Giunti nel crasso subiscono un processo di fermentazione a opera dei batteri intestinali che li digeriscono producendo alcuni gas come idrogeno e metano e altri metaboliti batterici. Se in un soggetto sano si tratta di un processo normale che non provoca fastidi, in alcuni pazienti con colon irritabile o malattie infiammatorie dell’intestino possono peggiorare i sintomi in quanto presentano quella che viene chiamata “ipersensibilità viscerale”.

“Ecco così che ricercatori australiani hanno pensato, in caso di sindrome da intestino irritabile, a un approccio alimentare basato sull’esclusione di alcuni alimenti e il loro progressivo reinserimento per individuare gli elementi scatenanti i sintomi sino alla stesura di un piano alimentare personalizzato” spiega Samir Sukkar, primario di Dietetica e Nutrizione clinica del Policlinico San Martino di Genova, protagonista di una sessione specifica sull’argomento nel corso del IV congresso Sinuc (Società italiana di nutrizione clinica) tenutosi nei giorni scorsi ad Ancona

“Ancora poco conosciuta nella pratica clinica, la dieta Fodmap sta ricevendo grande attenzione da parte dei ricercatori, con risultati che la rendono molto valida. La personalizzazione del regime alimentare con l’esclusione dei cibi capaci di scatenare i sintomi permette un loro miglioramento nel 70-80% dei pazienti”.

I Fodmap sono presenti in grano e cereali, alcuni tipi di frutta come mele, albicocche, ciliegie, fichi mango, pere, pesche, prugne e anguria. Tra le verdure ne contengono in quantità rilevante carciofi, broccoli, cavoli, funghi, piselli, cipolle e aglio. Banditi anche latte e latticini, almeno per le settimane della dieta insieme ai dolcificanti artificiali contenuti in molti prodotti industriali come sciroppo di mais, mannitolo, sorbitolo e xilitolo.

Alcuni contengono fruttani, inulina e galatto-oligosaccaridi (Gos), prebiotici che stimolano la crescita e costituiscono la ‘dieta’ della flora batterica buona ma che in soggetti predisposti determinano i sintomi che abbiamo citato.

“La dieta Fodmap”, sottolinea una nota Sinuc “deve avere una durata ben precisa, stabilita, dopo numerosi trial, in 2-4 settimane di esclusione in cui l’alimentazione è ristretta a carne, pesce, uova: già 6 settimane aprirebbero la strada ad alterazioni del microbiota e dell’equilibrio nutrizionale con rischi di malnutrizione”.

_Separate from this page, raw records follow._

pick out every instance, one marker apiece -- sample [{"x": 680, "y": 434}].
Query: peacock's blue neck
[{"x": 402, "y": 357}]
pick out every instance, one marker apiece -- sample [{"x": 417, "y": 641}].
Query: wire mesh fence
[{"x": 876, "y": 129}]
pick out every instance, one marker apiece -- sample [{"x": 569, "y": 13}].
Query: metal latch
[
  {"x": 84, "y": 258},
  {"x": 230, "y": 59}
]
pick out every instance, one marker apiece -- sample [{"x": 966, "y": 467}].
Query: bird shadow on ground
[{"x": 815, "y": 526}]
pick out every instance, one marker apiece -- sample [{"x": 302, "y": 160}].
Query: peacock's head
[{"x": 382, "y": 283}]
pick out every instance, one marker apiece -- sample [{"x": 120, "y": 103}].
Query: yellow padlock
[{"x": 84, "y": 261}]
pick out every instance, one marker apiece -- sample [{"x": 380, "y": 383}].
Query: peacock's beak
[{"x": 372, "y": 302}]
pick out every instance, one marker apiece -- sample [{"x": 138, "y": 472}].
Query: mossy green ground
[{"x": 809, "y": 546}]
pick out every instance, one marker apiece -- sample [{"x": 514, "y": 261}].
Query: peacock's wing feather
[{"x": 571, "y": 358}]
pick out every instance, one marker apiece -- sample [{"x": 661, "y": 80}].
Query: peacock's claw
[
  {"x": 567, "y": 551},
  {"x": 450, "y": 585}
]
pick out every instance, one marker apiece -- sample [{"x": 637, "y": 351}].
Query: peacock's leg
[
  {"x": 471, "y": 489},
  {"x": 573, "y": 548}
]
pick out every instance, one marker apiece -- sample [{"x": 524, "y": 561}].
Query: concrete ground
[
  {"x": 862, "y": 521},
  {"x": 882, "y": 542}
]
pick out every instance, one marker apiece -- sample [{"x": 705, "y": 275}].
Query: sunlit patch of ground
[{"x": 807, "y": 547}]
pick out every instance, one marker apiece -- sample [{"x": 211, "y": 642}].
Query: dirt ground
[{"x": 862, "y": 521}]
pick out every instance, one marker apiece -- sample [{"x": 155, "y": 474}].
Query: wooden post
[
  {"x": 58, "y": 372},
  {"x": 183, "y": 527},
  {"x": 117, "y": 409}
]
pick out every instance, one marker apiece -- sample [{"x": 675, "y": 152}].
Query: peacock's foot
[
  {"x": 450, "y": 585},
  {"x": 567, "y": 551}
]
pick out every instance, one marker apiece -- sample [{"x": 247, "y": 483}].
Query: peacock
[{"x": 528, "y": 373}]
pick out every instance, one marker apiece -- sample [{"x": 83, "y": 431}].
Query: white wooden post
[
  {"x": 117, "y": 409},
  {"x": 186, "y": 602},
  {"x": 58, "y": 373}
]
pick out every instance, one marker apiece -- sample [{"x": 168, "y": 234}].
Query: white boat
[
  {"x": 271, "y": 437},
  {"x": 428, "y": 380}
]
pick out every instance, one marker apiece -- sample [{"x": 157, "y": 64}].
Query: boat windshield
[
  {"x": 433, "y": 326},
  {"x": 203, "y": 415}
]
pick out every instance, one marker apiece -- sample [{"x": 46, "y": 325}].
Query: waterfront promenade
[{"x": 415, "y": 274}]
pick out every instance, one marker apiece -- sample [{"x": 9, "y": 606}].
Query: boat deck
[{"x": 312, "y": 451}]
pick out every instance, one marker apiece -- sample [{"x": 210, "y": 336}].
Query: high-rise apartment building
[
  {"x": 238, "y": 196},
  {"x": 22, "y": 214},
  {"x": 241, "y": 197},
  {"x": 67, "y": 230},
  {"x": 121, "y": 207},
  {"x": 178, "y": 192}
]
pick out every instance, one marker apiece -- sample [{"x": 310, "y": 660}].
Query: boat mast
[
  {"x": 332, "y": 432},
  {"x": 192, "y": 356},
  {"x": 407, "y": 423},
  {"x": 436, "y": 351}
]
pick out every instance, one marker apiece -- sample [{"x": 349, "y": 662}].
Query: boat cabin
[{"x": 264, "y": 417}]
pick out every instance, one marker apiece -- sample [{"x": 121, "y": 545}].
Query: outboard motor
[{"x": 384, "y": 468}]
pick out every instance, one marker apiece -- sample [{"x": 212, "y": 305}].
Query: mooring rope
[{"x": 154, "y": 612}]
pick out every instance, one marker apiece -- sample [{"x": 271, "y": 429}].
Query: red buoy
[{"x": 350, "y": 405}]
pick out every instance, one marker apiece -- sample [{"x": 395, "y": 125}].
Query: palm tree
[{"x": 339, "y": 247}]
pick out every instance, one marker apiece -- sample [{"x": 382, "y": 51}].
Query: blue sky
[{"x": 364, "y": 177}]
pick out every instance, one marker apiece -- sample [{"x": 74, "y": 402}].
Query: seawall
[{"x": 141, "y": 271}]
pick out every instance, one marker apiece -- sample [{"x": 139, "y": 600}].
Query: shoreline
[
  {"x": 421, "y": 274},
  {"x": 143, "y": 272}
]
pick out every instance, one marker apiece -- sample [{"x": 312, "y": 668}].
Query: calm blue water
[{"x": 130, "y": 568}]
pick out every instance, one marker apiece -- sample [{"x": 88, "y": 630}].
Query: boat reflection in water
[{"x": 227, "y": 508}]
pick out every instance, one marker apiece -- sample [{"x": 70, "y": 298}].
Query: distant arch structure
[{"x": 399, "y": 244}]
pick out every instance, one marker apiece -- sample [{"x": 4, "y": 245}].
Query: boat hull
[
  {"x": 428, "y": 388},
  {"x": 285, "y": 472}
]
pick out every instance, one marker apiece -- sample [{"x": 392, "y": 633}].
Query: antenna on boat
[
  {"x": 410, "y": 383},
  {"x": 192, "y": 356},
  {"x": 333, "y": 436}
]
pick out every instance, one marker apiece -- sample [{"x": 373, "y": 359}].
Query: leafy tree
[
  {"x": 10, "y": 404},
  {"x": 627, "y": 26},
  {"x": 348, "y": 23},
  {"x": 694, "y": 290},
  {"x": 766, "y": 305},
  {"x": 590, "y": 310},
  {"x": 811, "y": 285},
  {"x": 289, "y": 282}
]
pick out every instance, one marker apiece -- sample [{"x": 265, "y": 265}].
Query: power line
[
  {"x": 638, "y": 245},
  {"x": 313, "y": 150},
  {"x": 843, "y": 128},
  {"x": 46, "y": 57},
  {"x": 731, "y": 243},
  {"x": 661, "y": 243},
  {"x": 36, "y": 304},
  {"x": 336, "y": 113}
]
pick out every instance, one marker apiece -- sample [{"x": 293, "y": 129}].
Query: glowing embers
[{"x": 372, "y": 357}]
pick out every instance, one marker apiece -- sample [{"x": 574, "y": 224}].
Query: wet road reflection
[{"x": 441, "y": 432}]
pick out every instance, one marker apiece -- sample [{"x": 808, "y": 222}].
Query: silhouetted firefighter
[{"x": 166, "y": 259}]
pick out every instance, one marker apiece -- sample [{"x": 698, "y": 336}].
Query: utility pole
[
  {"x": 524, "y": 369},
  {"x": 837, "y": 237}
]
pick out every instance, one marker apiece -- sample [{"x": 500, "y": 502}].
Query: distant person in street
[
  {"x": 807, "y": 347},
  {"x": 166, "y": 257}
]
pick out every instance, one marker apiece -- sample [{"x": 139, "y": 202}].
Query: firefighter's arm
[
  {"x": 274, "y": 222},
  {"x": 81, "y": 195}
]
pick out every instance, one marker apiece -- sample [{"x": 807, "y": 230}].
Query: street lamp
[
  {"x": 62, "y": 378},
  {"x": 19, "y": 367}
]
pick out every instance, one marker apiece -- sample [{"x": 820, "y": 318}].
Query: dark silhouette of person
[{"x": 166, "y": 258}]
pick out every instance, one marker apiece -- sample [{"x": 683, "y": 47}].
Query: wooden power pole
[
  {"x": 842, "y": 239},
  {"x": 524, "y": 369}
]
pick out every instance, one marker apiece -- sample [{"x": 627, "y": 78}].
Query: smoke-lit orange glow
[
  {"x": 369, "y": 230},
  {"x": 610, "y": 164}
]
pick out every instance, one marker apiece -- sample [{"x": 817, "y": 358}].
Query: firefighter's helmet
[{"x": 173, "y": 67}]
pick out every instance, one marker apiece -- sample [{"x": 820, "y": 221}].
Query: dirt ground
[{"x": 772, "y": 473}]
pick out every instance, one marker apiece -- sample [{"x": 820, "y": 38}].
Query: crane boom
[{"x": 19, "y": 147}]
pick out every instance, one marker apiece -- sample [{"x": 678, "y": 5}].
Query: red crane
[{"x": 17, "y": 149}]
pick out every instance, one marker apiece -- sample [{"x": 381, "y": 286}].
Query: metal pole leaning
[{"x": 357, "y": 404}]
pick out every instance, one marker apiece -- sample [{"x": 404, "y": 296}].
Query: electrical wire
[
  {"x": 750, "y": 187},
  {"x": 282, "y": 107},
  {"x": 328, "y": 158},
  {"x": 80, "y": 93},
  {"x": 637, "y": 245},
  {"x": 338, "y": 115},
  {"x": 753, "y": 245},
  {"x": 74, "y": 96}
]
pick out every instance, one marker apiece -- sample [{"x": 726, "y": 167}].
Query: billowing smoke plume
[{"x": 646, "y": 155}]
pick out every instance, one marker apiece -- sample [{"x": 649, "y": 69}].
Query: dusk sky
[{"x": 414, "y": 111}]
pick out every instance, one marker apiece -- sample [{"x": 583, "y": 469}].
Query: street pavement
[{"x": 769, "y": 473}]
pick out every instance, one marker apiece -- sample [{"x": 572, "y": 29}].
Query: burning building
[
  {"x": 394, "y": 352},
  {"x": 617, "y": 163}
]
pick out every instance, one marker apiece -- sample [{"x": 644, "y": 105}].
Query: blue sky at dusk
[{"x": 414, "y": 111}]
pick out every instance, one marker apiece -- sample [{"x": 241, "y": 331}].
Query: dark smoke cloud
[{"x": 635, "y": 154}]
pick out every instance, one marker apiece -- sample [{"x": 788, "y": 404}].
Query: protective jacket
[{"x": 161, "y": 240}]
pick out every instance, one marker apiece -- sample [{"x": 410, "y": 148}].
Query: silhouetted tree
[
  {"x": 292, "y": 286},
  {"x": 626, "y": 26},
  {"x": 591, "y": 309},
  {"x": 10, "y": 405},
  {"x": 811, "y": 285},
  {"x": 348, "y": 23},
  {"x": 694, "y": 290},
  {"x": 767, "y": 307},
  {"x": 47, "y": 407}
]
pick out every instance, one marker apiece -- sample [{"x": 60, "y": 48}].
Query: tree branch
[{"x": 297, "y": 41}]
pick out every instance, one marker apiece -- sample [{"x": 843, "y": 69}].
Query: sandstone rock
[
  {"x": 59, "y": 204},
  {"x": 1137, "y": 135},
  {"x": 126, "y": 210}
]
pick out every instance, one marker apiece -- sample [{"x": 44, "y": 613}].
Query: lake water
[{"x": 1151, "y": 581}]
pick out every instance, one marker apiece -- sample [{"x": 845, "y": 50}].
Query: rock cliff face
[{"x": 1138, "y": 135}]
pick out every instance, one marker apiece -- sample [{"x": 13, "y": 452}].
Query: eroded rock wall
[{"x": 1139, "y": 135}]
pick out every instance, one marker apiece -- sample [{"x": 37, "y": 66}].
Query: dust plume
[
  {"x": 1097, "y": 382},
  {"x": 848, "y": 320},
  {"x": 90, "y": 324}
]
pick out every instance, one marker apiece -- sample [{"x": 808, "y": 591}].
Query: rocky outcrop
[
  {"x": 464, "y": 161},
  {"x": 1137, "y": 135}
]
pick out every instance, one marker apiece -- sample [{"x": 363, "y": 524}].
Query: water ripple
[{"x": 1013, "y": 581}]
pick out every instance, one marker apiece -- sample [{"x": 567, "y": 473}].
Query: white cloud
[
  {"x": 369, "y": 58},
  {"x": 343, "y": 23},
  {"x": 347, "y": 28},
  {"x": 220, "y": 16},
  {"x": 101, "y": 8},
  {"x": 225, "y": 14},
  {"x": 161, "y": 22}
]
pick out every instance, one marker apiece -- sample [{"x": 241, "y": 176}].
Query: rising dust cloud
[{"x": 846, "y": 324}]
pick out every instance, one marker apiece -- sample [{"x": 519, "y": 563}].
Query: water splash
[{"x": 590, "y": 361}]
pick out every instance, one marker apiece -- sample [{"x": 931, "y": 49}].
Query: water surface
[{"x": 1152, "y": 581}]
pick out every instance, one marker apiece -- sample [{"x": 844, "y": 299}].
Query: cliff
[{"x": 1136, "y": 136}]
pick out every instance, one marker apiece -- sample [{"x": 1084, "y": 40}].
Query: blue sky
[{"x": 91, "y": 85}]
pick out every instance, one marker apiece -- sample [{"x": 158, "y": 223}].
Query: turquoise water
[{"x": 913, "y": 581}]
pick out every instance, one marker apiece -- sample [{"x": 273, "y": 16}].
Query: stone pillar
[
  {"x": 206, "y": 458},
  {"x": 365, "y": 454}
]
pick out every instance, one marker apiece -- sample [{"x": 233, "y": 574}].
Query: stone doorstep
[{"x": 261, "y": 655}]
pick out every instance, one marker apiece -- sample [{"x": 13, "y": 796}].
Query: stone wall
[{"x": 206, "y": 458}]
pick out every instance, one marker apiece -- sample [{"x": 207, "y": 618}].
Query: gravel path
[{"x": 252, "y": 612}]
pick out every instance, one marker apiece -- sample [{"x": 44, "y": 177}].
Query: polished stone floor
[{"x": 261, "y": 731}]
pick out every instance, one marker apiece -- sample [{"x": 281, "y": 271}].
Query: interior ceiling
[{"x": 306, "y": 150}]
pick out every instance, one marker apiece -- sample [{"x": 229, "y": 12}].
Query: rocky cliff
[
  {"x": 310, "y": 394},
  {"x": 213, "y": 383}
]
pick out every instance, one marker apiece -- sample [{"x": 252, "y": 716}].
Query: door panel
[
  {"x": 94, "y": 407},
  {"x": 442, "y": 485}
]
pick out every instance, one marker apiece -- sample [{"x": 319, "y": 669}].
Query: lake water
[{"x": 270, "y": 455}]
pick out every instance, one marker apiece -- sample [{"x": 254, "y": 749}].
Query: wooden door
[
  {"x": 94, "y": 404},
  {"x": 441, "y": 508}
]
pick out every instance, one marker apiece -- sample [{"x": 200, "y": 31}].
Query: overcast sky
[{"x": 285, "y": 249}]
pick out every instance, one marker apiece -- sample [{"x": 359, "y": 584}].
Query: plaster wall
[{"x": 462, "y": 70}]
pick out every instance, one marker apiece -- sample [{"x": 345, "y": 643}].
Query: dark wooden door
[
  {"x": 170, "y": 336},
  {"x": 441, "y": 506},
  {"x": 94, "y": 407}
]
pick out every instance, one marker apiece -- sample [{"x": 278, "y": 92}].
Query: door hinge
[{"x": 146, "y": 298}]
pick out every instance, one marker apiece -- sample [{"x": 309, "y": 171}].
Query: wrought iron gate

Un regime severo, dunque, che deve essere seguito da un nutrizionista esperto. Il rischio del fai da te può infatti provocare malnutrizione, impoverimento della flora batterica intestinale o peggiorare la stipsi a causa della scarsità di fibre alimentari.

“Si tratta di una strategia alimentare che ha bisogno di una gestione attenta e di una ampia collaborazione da parte del paziente ma che permette di individuare con precisione i cibi che scatenano i sintomi addominali”, sottolinea Maurizio Muscaritoli, presidente Sinuc.

“Nonostante sia ancora poco diffusa, è un approccio valido che ha mostrato risultati significativi sia nella riduzione dei sintomi intestinali che in quelli della qualità della vita, La revisione pubblicata sull’European Journal of clinical nutrition nel 2016 aveva evidenziato una diminuzione generale della severità dei sintomi, con dolore addominale calato di 1,8 volte e gonfiore di 1,7 volte. E benefici sulla qualità di vita generale di 1,8 volte nei trial randomizzati e di 3.2 volte in quelli non randomizzati”.

La dieta Fodmap ha effetti positivi su tutti i sintomi tranne la costipazione, causata dalla riduzione dei Bifidobatteri nel lume intestinale quando l’esclusione delle fibre prosegue oltre le 4 settimane. Problema, sottolinea Sinuc, destinato a risolversi con la progressiva reintroduzione delle fibre.